In the U.S. District Court for the District of Montana, pro se litigants (people who do not have a lawyer) must follow the same rules and procedures as litigants who are represented by a lawyer. These rules include deadlines ordered by the Court and payment of all required filing and court fees. It is important to read all of the information on this page very carefully and to review the resources available on the Court’s Representing Yourself pages so that you are better prepared to represent yourself in your pending litigation.
Federal & Local Rules
Before you file a case, you should begin by reviewing the local and federal rules that govern the filing of a case in this Court. A self-represented person is bound by the federal rules and all applicable local rules. Sanctions for failing to follow these rules include but are not limited to entry of default judgment or dismissal with prejudice. Local Rule 83.8(a). This means that your case could be dismissed and you could be prohibited from re-filing. Rules, orders and statutes can be viewed on the Court’s Rules, Orders & Statutes page.
The Court expects people representing themselves to review the following legal rules before filing their cases:
The Federal Rules of Civil Procedure (“Fed. R. Civ. P.”) are the rules that all parties are expected to use during their case and in preparation for and during a trial in federal court. You can view the Federal Rules of Civil Procedure at www.law.cornell.edu/rules/frcp.
The Federal Rules of Evidence (“Fed. R. Evid.”) are the rules that describe what evidence is allowed and how it can be used in a civil trial. Evidence can include witness testimony, documents, and other documents or information. You can view a copy of the Federal Rules of Evidence at www.law.cornell.edu/rules/fre. As you build your case, you will need to verify that you will be allowed to present the evidence that you want to use in court. Not everything that was said during the course of a dispute that gives rise to a civil action is admissible in court. Documents that cannot be authenticated may not be admissible, for example. It is important to closely review the Federal Rules of Evidence and ensure that your evidence will be permitted by the Court.
Each District in the federal system also maintains local rules that add to or refine the Federal Rules of Civil Procedure.
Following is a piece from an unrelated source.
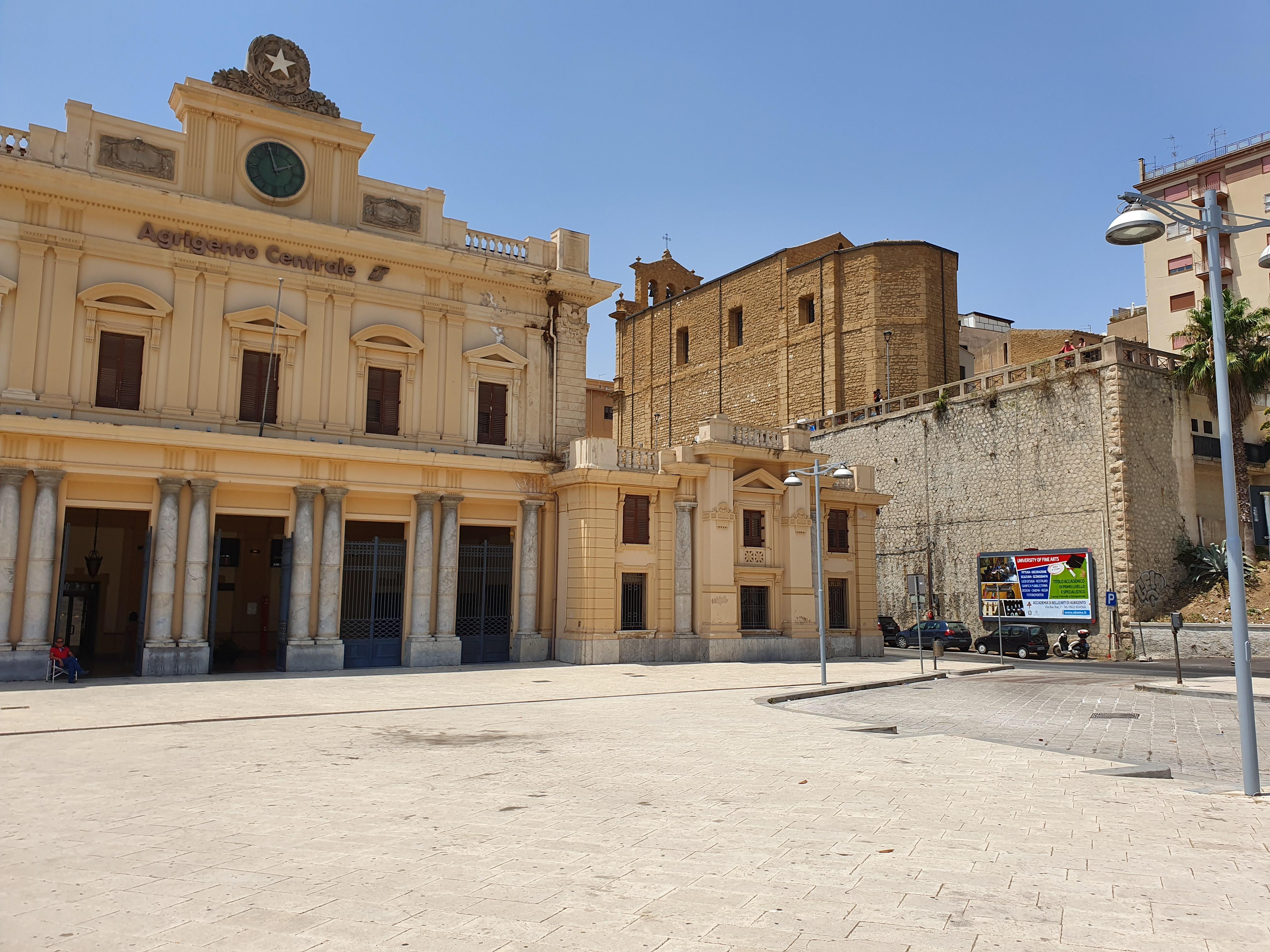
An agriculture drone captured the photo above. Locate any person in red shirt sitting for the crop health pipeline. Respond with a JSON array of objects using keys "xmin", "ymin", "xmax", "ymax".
[{"xmin": 48, "ymin": 635, "xmax": 85, "ymax": 684}]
Generally speaking, you need to follow these rules regarding how and when you file motions or other documents with the Court. These rules also cover the types of information you may request from other parties, scheduling orders, pre-trial court appearances, hearings, and many other aspects of trial practice in Montana federal court. You should familiarize yourself with these rules. You can view or download a copy of the District Court of Montana's Local Rules at: https://www.mtd.uscourts.gov/court-info/local-rules-and-orders. You can also request a copy from the Clerk’s Office. The Clerk's Office contact information is available here.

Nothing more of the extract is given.